Overall, in this test, Datafusion is behind, while Hyper is a bit more efficient than DuckDB, specifically on some queries.

query	Hyper (s)	DuckDB (s)	Datafusion (s)
1	3.626	3.793	81.668
2	1.006	0.849	13.944
3	2.619	2.854	39.433
4	1.896	5.010	30.512
5	3.521	3.131	51.143
6	1.221	2.162	19.821
7	2.660	6.300
8	2.151	3.021	49.717
9	6.085	10.374	65.606
10	2.820	3.825	41.010
11	0.360	0.416	14.066
12	1.991	2.773	38.985
13	7.303	4.588	56.703
14	1.402	1.936	18.684
15	1.634	4.254	27.640
16	0.882	0.848	6.699
17	1.728	12.502
18	5.917	15.003
19	3.250	4.018	42.300
20	1.124	4.919	80.375
21	4.430
22	0.995	1.938	11.485
Sum	58.631	94.523	689.797

At the bottom of this table, we display the sum of the querying time, ignoring the failing queries.

All three engines

all_engines

DuckDB vs Hyper

duckdb_vs_hyper

Conclusion

In this blog post, we conducted the TPC-H benchmark using three different SQL engines: Tableau Hyper, DuckDB, and Apache Arrow DataFusion, for querying Parquet files. The benchmark comprised 22 queries executed on 8 tables, with a scale factor of 100 used for data generation.

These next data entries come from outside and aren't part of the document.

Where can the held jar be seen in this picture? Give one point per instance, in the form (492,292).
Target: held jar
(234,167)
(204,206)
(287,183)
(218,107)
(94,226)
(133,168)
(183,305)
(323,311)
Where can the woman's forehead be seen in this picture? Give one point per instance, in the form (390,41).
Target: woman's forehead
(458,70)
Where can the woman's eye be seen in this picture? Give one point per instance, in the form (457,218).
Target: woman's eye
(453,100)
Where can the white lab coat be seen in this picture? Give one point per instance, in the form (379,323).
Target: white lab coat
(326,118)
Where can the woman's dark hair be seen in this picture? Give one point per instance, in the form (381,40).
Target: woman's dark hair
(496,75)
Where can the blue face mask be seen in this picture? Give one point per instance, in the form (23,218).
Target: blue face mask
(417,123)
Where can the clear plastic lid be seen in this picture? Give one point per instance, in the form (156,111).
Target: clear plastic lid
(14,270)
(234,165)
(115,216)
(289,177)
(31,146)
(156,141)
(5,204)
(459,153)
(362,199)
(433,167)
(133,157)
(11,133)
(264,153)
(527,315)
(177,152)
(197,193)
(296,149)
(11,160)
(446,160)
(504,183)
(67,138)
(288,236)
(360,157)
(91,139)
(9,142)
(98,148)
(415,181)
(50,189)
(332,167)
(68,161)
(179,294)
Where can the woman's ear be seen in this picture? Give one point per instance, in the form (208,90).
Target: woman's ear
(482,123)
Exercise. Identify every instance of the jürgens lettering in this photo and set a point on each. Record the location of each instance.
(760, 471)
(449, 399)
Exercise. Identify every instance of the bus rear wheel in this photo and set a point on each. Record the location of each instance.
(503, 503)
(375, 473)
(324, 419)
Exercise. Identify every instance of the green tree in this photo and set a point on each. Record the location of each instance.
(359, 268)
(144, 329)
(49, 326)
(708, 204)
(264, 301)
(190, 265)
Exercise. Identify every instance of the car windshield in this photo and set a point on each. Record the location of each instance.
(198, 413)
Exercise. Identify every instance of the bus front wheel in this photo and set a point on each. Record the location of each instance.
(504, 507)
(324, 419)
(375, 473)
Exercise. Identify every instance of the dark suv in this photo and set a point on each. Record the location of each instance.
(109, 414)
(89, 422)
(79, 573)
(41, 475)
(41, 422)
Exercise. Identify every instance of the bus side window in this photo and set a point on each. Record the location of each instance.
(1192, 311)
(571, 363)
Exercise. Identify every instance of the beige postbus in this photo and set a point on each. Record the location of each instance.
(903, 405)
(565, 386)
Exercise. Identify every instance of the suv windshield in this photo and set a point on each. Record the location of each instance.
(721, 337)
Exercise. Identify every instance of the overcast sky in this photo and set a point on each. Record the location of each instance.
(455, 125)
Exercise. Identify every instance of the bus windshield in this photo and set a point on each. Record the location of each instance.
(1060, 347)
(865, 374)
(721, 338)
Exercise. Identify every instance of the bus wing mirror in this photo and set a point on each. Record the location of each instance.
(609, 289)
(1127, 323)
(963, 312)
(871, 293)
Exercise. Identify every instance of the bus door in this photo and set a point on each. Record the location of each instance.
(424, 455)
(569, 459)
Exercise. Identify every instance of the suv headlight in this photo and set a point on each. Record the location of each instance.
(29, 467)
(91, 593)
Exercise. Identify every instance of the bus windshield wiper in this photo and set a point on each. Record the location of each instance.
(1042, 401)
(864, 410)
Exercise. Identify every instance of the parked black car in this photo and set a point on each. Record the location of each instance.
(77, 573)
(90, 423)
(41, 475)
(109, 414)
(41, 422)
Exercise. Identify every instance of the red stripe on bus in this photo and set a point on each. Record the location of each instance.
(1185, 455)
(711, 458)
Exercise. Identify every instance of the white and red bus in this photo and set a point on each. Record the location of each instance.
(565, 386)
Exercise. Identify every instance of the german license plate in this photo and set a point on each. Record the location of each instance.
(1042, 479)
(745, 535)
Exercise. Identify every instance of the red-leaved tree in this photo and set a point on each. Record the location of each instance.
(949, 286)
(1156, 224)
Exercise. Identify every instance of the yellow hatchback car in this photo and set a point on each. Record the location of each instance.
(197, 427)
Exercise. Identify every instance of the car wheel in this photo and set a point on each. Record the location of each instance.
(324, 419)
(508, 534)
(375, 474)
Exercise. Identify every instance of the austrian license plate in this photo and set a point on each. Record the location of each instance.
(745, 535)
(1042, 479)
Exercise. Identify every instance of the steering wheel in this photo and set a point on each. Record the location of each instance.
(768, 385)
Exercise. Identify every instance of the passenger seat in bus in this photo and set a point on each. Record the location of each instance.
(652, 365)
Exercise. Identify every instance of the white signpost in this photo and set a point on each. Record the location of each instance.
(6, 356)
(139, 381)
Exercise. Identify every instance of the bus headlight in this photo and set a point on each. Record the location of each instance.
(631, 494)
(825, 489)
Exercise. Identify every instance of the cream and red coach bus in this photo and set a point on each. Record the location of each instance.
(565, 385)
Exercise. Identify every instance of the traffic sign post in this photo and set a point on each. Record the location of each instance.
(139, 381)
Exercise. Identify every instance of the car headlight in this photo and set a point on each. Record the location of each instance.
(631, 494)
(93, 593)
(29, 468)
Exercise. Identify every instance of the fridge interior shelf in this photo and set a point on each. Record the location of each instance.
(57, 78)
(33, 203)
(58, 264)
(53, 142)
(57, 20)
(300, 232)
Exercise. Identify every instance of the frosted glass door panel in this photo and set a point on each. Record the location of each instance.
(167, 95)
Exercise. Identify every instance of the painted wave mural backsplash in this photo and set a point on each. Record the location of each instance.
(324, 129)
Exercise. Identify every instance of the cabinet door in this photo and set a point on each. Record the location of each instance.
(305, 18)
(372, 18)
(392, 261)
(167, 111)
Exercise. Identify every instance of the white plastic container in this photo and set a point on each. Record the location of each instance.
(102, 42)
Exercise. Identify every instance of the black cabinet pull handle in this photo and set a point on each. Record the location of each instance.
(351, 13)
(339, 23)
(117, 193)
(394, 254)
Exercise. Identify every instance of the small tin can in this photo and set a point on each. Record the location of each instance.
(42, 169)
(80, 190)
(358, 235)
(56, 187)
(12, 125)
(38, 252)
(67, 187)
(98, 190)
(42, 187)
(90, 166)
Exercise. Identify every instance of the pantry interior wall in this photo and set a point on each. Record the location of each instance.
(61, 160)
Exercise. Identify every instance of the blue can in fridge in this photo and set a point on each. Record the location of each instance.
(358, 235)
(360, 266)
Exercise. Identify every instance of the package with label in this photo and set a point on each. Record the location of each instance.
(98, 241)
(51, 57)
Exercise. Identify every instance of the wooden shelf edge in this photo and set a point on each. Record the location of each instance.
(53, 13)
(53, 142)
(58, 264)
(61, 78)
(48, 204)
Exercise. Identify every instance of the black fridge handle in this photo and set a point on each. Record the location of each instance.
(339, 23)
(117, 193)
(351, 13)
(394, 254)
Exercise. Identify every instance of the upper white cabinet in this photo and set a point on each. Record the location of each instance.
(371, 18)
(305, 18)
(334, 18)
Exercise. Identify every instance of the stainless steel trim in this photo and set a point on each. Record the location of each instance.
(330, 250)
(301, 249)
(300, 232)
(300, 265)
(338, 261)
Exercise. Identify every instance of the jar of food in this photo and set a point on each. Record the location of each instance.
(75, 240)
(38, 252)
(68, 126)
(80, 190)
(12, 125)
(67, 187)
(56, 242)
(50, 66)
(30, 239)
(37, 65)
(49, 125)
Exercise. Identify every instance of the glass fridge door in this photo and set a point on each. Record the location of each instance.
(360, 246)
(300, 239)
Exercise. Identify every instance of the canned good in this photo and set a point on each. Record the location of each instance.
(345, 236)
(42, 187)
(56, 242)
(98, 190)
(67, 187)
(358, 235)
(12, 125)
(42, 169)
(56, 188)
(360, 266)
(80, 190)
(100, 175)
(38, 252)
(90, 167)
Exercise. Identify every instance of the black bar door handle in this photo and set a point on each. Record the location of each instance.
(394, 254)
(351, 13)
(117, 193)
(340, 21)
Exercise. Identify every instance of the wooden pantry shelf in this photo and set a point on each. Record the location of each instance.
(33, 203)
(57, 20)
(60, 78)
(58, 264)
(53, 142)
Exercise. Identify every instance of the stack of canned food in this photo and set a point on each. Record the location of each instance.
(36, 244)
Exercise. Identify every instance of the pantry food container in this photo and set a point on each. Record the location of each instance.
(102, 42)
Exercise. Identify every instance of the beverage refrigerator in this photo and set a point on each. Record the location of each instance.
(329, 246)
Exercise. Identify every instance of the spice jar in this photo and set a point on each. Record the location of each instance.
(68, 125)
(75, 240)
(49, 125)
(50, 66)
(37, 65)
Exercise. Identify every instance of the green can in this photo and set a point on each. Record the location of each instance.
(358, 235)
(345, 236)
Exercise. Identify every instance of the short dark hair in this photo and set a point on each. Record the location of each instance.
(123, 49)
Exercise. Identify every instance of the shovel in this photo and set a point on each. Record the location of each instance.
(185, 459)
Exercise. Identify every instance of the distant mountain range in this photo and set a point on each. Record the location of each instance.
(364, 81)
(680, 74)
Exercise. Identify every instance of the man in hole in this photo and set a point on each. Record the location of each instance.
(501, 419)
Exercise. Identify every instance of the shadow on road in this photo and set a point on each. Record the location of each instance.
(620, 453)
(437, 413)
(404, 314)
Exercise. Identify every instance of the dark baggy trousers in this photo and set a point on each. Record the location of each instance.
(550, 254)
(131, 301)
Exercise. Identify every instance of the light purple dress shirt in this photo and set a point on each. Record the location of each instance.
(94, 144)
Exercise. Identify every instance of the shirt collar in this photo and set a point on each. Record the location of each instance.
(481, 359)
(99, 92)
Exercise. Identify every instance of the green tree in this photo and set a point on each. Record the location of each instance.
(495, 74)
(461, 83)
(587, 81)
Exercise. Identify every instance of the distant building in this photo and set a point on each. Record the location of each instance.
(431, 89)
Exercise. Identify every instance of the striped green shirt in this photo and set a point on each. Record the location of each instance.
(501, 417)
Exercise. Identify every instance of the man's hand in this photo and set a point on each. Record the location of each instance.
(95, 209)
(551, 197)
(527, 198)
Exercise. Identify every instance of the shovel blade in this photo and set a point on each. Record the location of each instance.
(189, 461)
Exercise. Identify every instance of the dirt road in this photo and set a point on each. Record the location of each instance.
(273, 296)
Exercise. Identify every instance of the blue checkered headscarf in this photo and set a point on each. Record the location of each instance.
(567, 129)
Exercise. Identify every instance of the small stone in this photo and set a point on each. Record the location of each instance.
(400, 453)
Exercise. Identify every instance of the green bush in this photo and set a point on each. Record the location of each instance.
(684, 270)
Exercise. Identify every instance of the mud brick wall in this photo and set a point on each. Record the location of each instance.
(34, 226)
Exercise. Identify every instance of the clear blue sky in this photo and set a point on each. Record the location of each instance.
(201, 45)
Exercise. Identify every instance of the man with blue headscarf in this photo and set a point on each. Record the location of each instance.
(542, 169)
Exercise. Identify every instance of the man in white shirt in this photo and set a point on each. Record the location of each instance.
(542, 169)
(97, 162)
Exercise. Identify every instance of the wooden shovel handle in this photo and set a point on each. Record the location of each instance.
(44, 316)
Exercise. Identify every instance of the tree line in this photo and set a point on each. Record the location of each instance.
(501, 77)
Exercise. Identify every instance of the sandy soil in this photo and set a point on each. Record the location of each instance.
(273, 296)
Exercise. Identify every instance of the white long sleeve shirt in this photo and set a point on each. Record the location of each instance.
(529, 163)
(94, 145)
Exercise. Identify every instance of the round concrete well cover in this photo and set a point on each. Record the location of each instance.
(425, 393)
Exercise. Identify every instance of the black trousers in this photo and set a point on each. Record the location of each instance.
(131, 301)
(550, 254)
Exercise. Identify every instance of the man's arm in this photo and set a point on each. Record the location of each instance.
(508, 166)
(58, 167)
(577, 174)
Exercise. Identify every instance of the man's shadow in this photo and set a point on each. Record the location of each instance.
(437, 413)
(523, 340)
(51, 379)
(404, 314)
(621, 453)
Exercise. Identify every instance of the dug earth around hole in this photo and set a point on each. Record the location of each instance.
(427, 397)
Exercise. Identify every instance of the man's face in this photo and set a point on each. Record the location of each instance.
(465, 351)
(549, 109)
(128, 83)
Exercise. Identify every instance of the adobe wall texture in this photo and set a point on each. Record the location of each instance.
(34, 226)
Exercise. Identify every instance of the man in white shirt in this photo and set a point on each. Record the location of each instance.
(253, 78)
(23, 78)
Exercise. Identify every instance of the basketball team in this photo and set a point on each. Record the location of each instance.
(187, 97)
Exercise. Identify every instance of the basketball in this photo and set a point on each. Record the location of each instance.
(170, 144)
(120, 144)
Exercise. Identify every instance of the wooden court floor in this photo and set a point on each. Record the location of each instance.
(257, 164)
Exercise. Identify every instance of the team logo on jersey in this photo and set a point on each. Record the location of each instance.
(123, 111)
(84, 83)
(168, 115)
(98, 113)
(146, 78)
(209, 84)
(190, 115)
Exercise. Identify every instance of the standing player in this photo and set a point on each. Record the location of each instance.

With the default settings, it seems that Datafusion may not be the most suitable option for the specific use case mentioned due to its slow performance and tendency to crash. On the other hand, the Hyper engine was found to be faster than the DuckDB engine. But ultimately, the choice of database engine depends on a variety of factors such as the license, the size and complexity of the dataset, the nature of the queries, the available hardware resources…

Overall, the benchmark demonstrated the potential of these SQL engines for handling a significant amount of data stored in Parquet files.